Muchos responsables y muchos beneficiarios

Par Roberto Montoya  |  6 décembre 2009     →    Version imprimable de cet article Imprimer

El pasado 21 de noviembre llegaban a Euskadi y Galicia los tripulantes del buque atunero vasco “Alakrana”, liberados por los piratas somalíes tras 47 días de secuestro y después del pago de varios millones de euros de rescate. Así terminaba una odisea que tuvo en vilo a España y varió la agenda del Gobierno de José Luis Rodríguez Zapatero, que creó una célula de crisis para coordinar las negociaciones y las acciones de la Armada en la zona. Después de la emoción llega el momento del necesario análisis, y entonces descubrimos que detrás del relato sencillo de “piratas culpables y víctimas inocentes” hay muchos más responsables y muchos más beneficiarios...

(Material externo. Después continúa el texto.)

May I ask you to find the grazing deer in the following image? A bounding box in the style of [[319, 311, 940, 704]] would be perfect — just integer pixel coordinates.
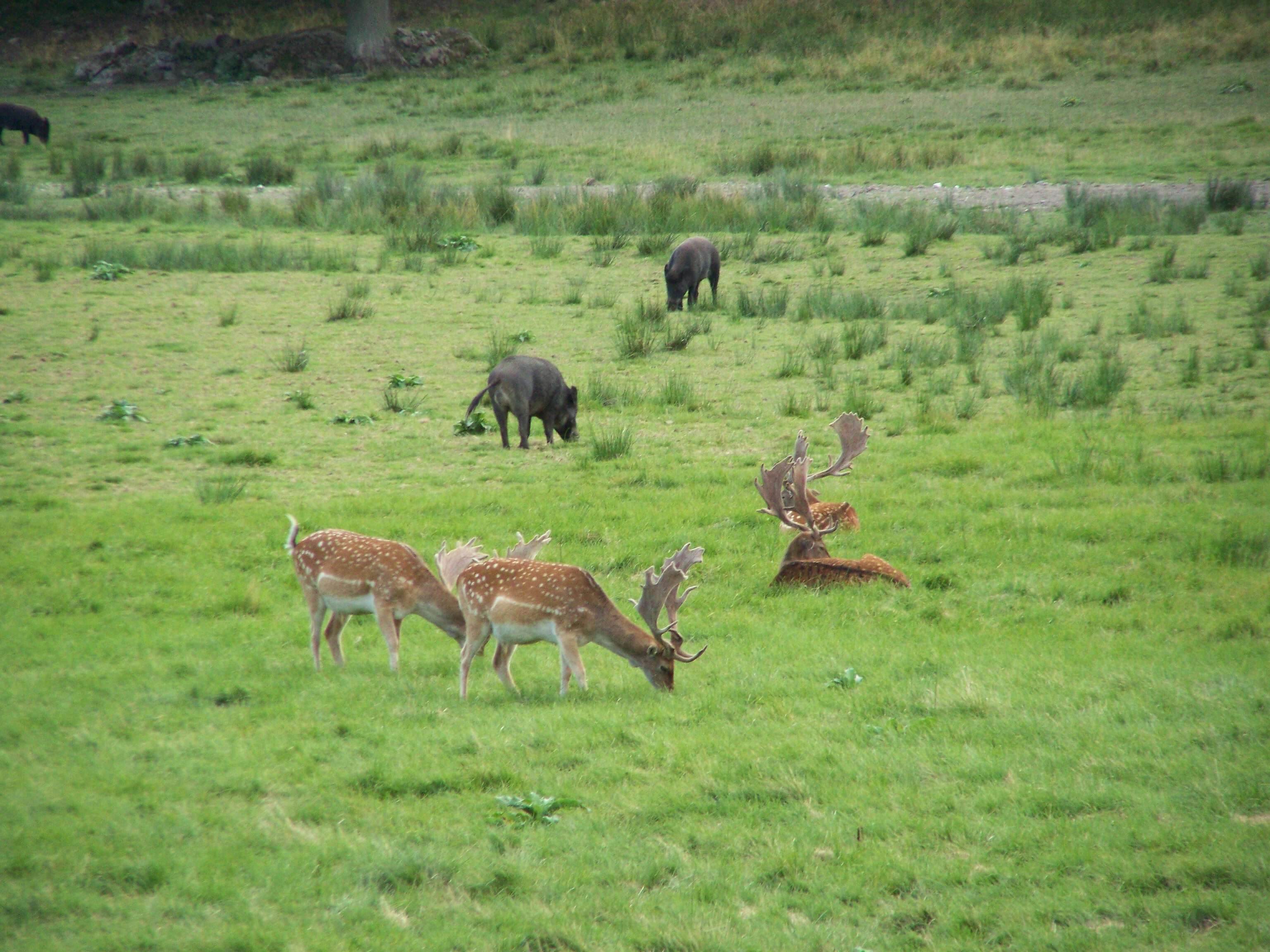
[[457, 545, 705, 698], [754, 454, 908, 588], [781, 414, 869, 532], [287, 515, 485, 671]]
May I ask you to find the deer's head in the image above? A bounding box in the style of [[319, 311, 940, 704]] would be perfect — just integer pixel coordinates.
[[631, 545, 705, 690]]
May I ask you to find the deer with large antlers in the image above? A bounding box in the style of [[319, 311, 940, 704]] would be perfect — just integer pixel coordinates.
[[457, 545, 705, 698], [286, 515, 485, 671], [754, 449, 908, 588], [781, 414, 869, 532]]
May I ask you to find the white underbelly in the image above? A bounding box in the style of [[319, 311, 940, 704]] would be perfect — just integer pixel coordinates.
[[321, 592, 375, 614], [490, 618, 560, 645]]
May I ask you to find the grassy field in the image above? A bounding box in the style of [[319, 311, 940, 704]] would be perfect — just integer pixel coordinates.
[[0, 9, 1270, 952], [6, 58, 1270, 186]]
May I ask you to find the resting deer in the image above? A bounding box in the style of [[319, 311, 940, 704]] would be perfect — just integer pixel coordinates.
[[287, 515, 485, 671], [781, 414, 869, 532], [754, 454, 908, 588], [457, 546, 705, 698]]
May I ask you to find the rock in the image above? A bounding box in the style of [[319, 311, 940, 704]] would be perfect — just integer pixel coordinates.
[[392, 27, 488, 69], [75, 28, 487, 86]]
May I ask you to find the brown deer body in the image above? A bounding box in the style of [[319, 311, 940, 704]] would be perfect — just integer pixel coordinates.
[[457, 546, 705, 698], [287, 515, 476, 671], [772, 532, 910, 589]]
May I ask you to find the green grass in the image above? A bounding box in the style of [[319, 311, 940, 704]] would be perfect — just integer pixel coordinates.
[[0, 48, 1270, 952]]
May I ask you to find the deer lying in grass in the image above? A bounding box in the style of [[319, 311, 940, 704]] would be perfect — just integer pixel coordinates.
[[457, 546, 705, 698], [287, 515, 485, 671], [754, 454, 908, 588], [781, 414, 869, 532]]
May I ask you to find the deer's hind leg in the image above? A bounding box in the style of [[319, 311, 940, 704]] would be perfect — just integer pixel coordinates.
[[302, 585, 327, 671], [375, 604, 401, 671], [556, 631, 587, 697], [458, 613, 494, 698], [324, 612, 348, 668], [494, 641, 521, 694]]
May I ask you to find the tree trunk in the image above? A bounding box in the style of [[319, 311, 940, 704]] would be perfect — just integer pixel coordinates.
[[344, 0, 391, 62]]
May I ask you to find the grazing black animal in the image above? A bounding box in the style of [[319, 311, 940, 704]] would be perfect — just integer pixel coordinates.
[[0, 103, 48, 146], [664, 237, 719, 311], [467, 357, 578, 449]]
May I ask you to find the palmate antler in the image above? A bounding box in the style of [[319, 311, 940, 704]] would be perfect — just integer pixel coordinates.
[[436, 538, 487, 590], [754, 452, 838, 538], [506, 529, 551, 559], [631, 543, 709, 664], [794, 414, 869, 481]]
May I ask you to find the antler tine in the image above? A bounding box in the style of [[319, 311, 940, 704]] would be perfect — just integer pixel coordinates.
[[786, 456, 838, 538], [662, 542, 706, 575], [631, 565, 688, 647], [754, 456, 807, 532], [507, 529, 551, 559], [436, 536, 487, 589], [799, 414, 869, 480], [794, 430, 807, 459]]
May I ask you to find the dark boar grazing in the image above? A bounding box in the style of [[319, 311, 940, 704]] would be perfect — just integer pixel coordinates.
[[0, 103, 48, 146], [467, 357, 578, 449], [664, 237, 719, 311]]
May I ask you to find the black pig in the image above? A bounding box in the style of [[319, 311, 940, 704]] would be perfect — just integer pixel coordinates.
[[0, 103, 48, 146], [666, 237, 719, 311], [467, 357, 578, 449]]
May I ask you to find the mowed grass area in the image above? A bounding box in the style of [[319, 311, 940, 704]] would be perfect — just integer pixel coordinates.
[[5, 56, 1270, 188], [0, 178, 1270, 951]]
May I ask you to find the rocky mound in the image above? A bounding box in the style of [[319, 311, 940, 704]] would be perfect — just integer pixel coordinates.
[[75, 28, 485, 86]]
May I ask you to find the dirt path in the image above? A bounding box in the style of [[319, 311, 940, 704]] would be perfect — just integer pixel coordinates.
[[37, 180, 1270, 211]]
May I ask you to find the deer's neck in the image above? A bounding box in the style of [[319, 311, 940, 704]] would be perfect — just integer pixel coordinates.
[[590, 602, 656, 662], [414, 566, 465, 644]]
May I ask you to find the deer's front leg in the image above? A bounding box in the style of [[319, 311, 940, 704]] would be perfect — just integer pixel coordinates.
[[458, 614, 494, 698], [375, 602, 401, 671], [560, 651, 569, 697], [302, 585, 327, 671], [558, 632, 587, 697], [494, 641, 521, 694], [327, 612, 348, 666]]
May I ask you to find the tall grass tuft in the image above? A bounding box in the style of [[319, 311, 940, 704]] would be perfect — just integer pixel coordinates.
[[66, 143, 105, 198], [273, 343, 308, 373], [590, 426, 635, 461], [242, 151, 296, 186], [1002, 278, 1054, 331], [1003, 335, 1060, 414], [180, 152, 229, 186], [842, 321, 886, 360], [484, 328, 521, 372], [1204, 178, 1256, 212], [194, 472, 248, 505], [473, 181, 516, 227], [1063, 349, 1129, 409], [659, 373, 697, 410], [737, 288, 790, 317]]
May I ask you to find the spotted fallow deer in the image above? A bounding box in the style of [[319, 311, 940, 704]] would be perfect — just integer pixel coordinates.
[[457, 545, 705, 698], [287, 515, 485, 671], [781, 414, 869, 532], [754, 456, 908, 588]]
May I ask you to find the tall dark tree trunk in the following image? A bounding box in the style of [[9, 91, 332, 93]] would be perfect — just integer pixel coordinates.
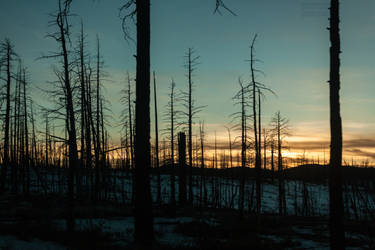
[[238, 80, 247, 218], [329, 0, 345, 249], [23, 69, 30, 194], [134, 0, 154, 246], [127, 72, 135, 202], [153, 71, 161, 203], [56, 0, 78, 232], [178, 132, 187, 206], [188, 48, 193, 204], [170, 80, 176, 207], [0, 40, 12, 191], [255, 88, 262, 219]]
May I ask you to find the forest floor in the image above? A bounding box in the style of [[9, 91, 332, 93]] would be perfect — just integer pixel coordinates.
[[0, 194, 375, 250]]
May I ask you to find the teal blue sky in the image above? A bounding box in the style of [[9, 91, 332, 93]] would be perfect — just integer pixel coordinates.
[[0, 0, 375, 162]]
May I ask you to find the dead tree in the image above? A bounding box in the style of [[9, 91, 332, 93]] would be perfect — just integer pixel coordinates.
[[153, 71, 161, 203], [178, 132, 187, 206], [121, 72, 135, 201], [47, 0, 79, 231], [199, 122, 207, 207], [231, 78, 249, 217], [248, 34, 274, 219], [182, 48, 203, 204], [164, 79, 180, 207], [0, 39, 17, 192], [120, 0, 154, 246], [271, 111, 289, 215], [329, 0, 345, 249]]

No es la primera vez que es asaltado un pesquero español en esta región del Océano Índico, ni será seguramente la última. Más de una veintena de atuneros españoles faenan en la zona, de donde España obtiene el 40% de sus capturas de atún, lo que le convierte en el segundo productor mundial. Pero el gran atractivo de faenar en los ricos caladeros del Golfo de Adén supone cada vez más riesgos. Sólo en 2009 se han registrado en este sector lindante con el Mar Rojo, el Mar Arábigo y el estratégico Canal de Suez, 175 de los 331 actos de piratería consignados en el mundo. Los piratas obtuvieron un botín total de más de 200 millones de euros, pero el perjuicio económico puede multiplicar hasta 50 veces esa suma. La inmovilización, a veces durante meses, de los barcos y tripulantes mientras duran las negociaciones supone millones de euros de pérdida para los armadores.

El coste económico para las empresas pesqueras españolas se verá a partir de ahora aumentado por nuevos suplementos. Las compañías aseguradoras aumentan sus primas por los elevados riesgos, que en caso de cobertura total pueden llegar a los 30.000 euros diarios. Los tripulantes exigen, a su vez, mayores salarios. A esto se le añade ya la factura de las empresas que ofrecen agentes armados para viajar a bordo (entrenados por militares), provistos de fusiles de asalto y ametralladoras pesadas. Las Private Military Companies (PMC), participan también del negocio de la antipiratería, ofreciendo no sólo protección sino la resolución del secuestro a través de comandos de mercenarios. Alguna de estas PMC, como la británica Marine Risk Management (MRM) (1), es dirigida por el capitán John Dalby desde Alicante (2). Compuesta por un grupo de ex Specialist Boat Service (SBS) de la Marina Real británica, cuenta incluso con su propia Anti-Piracy Rapid Response Force. Francisco Correa, encarcelado por el caso Gürtel, contactó hace años con John Dalby para encargarle la custodia de altas personalidades a bordo de uno de sus yates, aunque la MRM rechazó el trabajo (3).

Muchos países se han dotado de seguridad privada ya hace años y otros, como Francia, con 3.000 militares en su cercana base de Yibuti, protegen a sus pesqueros con soldados a bordo, aunque cobrándoles por sus servicios.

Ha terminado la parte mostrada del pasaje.